It’s been more than two years since 47 people died in explosions caused by the derailment of crude oil-laden rail cars in a small Quebec town. In the wake of the Lac-Megantic tragedy, the public has justifiably demanded to know more about oil-by-rail shipments. But a new state regulation keeps this information secret, making it tough for Mainers to assess the risk to their communities and taking the state in the wrong direction when it comes to government transparency.

Since the law in question – which bars public disclosure of items transported by a railroad – took effect in October, Maine agencies have stopped revealing when, where or how much oil is being transported by rail through the state.

The bill’s sponsor, then-state Rep. Mike Shaw, D-Standish, said that exempting rail-shipment data from Maine’s right-to-know laws would encourage railroads to inform first responders of hazardous-material shipments. He told fellow legislators in April that his proposal addresses the companies’ business interest in not making this information public.

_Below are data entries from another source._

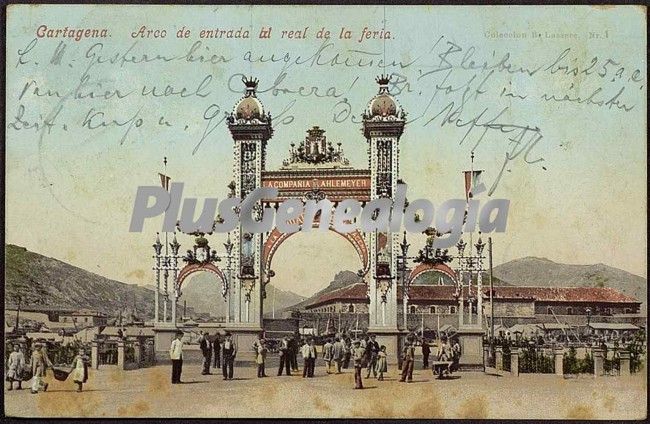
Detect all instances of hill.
[5,244,154,319]
[493,257,648,310]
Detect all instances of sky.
[5,5,647,295]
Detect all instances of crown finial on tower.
[375,74,391,93]
[241,76,259,96]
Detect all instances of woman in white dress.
[7,344,25,390]
[70,349,88,392]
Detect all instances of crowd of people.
[170,331,460,389]
[6,340,90,394]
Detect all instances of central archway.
[262,216,370,298]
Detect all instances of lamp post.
[397,231,412,330]
[456,232,486,327]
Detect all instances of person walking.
[366,334,379,378]
[422,338,431,369]
[323,339,334,374]
[212,332,221,369]
[169,330,183,384]
[399,340,415,383]
[30,342,49,394]
[451,338,461,371]
[255,339,267,378]
[332,337,345,374]
[343,337,352,369]
[289,332,300,372]
[352,340,366,389]
[377,345,388,381]
[70,348,88,392]
[221,333,237,380]
[199,333,212,375]
[278,336,291,375]
[7,344,25,390]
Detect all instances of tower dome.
[364,75,403,120]
[233,77,265,121]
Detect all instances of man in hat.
[199,332,212,375]
[366,334,379,378]
[212,331,221,368]
[278,336,291,375]
[221,333,237,380]
[422,338,431,369]
[30,342,48,394]
[399,339,415,383]
[352,340,366,389]
[169,330,183,384]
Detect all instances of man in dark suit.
[199,333,212,375]
[289,332,300,371]
[212,333,221,368]
[221,333,237,380]
[422,338,431,369]
[278,336,291,375]
[366,334,379,378]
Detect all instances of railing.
[519,345,555,374]
[562,346,594,374]
[98,341,117,365]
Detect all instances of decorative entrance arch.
[262,216,370,297]
[154,76,406,344]
[227,76,406,333]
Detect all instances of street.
[5,358,647,419]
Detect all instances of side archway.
[176,262,228,295]
[408,263,458,283]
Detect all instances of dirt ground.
[5,363,647,419]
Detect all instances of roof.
[485,286,640,303]
[68,309,106,317]
[588,322,639,330]
[307,283,640,307]
[535,322,573,330]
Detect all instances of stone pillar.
[591,348,605,377]
[90,340,99,370]
[619,350,630,377]
[553,347,564,376]
[133,340,142,368]
[494,346,503,371]
[510,348,519,377]
[117,340,124,370]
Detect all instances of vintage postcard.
[3,4,648,420]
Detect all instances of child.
[377,345,388,381]
[255,339,267,378]
[70,349,88,392]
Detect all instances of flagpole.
[163,156,169,322]
[272,286,275,319]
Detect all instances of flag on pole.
[158,172,171,191]
[463,171,485,201]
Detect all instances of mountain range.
[291,257,648,312]
[5,244,647,319]
[5,244,154,317]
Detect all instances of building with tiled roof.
[305,283,641,328]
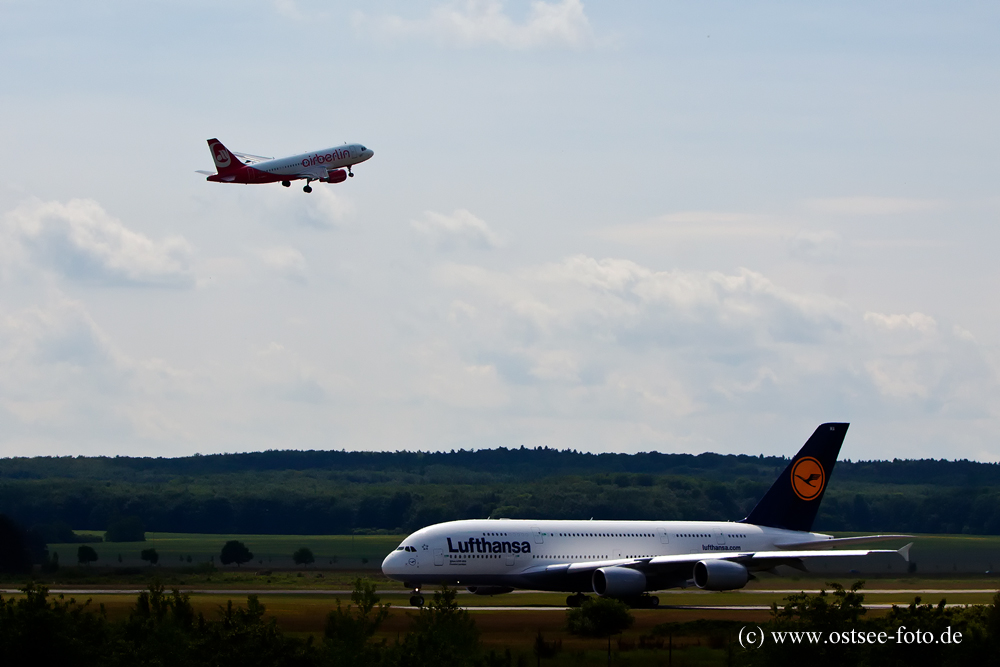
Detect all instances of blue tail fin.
[740,424,850,531]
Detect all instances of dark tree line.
[0,580,500,667]
[0,448,1000,542]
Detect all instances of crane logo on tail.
[792,456,826,500]
[212,142,231,168]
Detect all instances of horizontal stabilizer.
[774,535,913,550]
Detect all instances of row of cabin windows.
[559,533,656,537]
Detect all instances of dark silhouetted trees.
[566,597,635,665]
[76,544,97,565]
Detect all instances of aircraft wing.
[295,166,329,181]
[229,151,274,164]
[525,542,913,576]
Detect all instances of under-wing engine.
[694,560,750,591]
[592,567,646,597]
[320,169,347,183]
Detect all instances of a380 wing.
[529,542,913,574]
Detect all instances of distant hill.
[0,448,1000,534]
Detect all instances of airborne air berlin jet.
[198,139,375,192]
[382,423,910,607]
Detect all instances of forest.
[0,447,1000,541]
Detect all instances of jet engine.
[694,560,750,591]
[592,567,646,597]
[468,586,514,595]
[321,169,347,183]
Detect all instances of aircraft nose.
[382,551,398,577]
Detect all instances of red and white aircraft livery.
[198,139,375,192]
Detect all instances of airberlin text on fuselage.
[302,150,351,167]
[448,537,531,554]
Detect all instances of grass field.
[7,533,1000,667]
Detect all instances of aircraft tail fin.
[741,423,850,531]
[208,139,243,174]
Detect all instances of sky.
[0,0,1000,461]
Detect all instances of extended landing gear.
[623,595,660,609]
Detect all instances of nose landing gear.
[410,588,424,607]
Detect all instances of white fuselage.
[250,144,375,176]
[382,519,830,591]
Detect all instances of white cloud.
[304,185,354,228]
[789,230,845,262]
[4,199,194,287]
[865,312,937,333]
[258,246,309,282]
[0,294,193,453]
[436,255,1000,434]
[410,208,503,248]
[355,0,593,49]
[590,211,785,246]
[271,0,302,19]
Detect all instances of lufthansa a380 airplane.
[198,139,375,192]
[382,424,912,606]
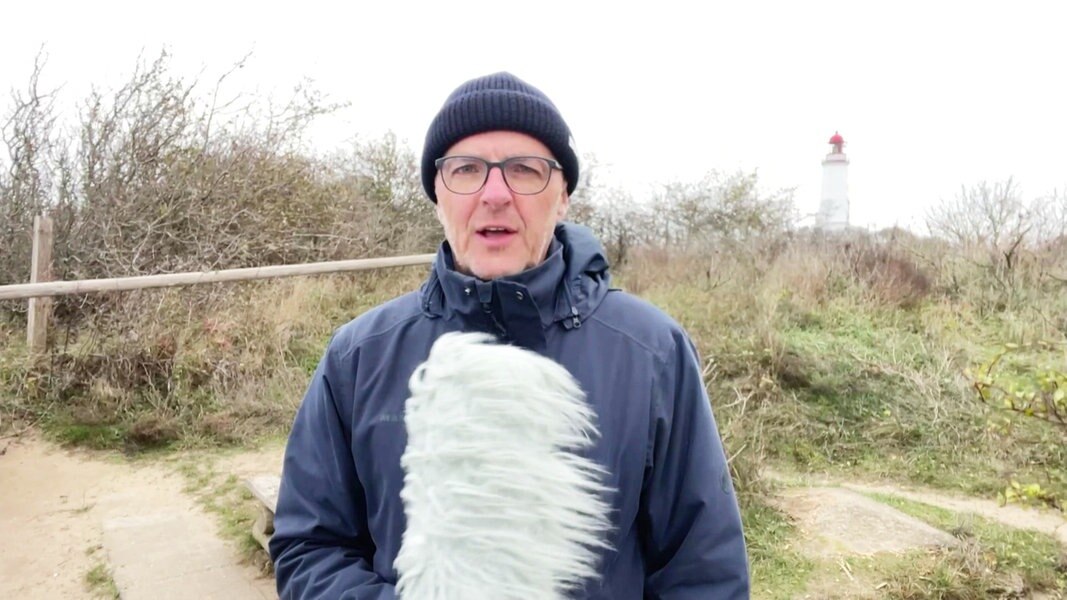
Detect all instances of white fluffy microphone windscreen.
[396,333,611,600]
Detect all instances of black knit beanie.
[423,73,578,204]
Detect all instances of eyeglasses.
[433,156,563,195]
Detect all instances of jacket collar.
[421,223,610,347]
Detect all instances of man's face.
[434,131,570,280]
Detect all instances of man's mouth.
[478,226,515,239]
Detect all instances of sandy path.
[0,437,273,599]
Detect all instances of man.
[270,73,749,600]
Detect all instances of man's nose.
[481,167,511,205]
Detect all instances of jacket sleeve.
[639,333,749,600]
[270,344,396,600]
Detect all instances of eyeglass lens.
[441,156,552,194]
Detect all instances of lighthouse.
[815,132,848,232]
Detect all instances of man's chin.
[469,260,529,281]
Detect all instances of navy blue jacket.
[270,224,749,600]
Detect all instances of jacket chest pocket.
[353,411,408,514]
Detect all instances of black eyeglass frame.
[433,155,563,195]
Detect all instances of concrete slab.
[103,509,277,600]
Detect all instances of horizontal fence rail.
[0,254,434,300]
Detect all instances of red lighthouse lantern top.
[830,131,845,154]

Nobody can argue that it’s critical for fire departments and emergency management personnel to know when and where oil is being moved through Maine. Several dozen Maine firefighters were among the 1,000 responders who helped bring the Lac-Megantic blaze under control – which took 30 hours and a million gallons of water, according to Rangeley fire Chief Tim Pellerin.

Granted, not every disaster is of this scale; still, smaller derailments also pose safety risks for which first responders should have the chance to prepare. And so should the public – despite the arguments made for keeping the lid on this information.

The rail companies and the Association of American Railroads cite the threat of terrorist attack as a reason not to divulge details of rail cargo. But as a 2014 report in the Portland Oregonian noted, none of the multiple oil-by-rail accidents in recent years was a result of terrorism.

Also undercutting the rail companies’ case for a confidentiality agreement, noted the Oregonian, is that the location of ships carrying oil on waterways is disclosed in real time and can be accessed online.

It’s reasonable to speculate that by keeping quiet about whether they’ve been shipping oil, the railroads’ real goal is to discourage protests. Regardless of their motivation, though, the companies should be communicating with everyone who would be affected if an oil shipment derailed. And it shouldn’t take a right-to-know exemption – or another Lac-Megantic – to get them to do so.